11日の晴天がうそのように、またも猛烈な雨が山陰両県を襲った。家屋の浸水や損壊被害に見舞われた住民は「まだ続くのか」と途方に暮れた。5段階の警戒レベルで最も高い「緊急安全確保」が発令された雲南市では、一部集落で行き来が困難になり、事実上の孤立状態に陥るなど再び豪雨の猛威が牙をむいた。
雲南市三刀屋町古城の建設業伊東貞延さん(68)は、自宅裏山が崩れるのを警戒し、体育館に避難した。「雲南に住んでいて、これほどの被害は見たことがない。川の増水に崖崩れなど、これからどんな災害が起きるか心配だ」と不安を募らせた。

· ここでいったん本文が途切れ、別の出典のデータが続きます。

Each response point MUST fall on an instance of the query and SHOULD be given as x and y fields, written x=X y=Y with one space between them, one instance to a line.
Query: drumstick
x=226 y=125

古城地区の尾崎上集落では一本道の市道が土砂崩れでふさがれ、4世帯が徒歩でも行き来の困難な状況になった。三刀屋小学校(三刀屋町給下)に通う息子2人を迎えに来た自営業古瀬志さん(33)は一本道を何とか通り抜け、片道約4キロの学校に着いたが、市道は再び崩落の危険性があり、12日は学校で一夜を明かすことにした。
集落周辺は民家の裏山や田畑の斜面があちこちで崩落。「ひとまず住民は皆無事だと聞いている。早く復旧できるといいが、被害は大きい」と気をもんだ。
警戒レベル4の「避難指示」が発令され、土砂崩れが相次いだ松江市美保関町内では、マリンスポーツのインストラクターをしている石井裕晃さん(52)=美保関町北浦=が肝を冷やした。
午前8時、土砂崩れで流れ落ちた木の幹1本が店舗1階の壁を突き破ったからだ。周辺は土砂崩れ警戒地域のため気を張っていたが、ここまでの被害は初めて。「先週の雨で危ないと思っていたが、今日もこんなに強いとは」と想定外の豪雨にため息を漏らした。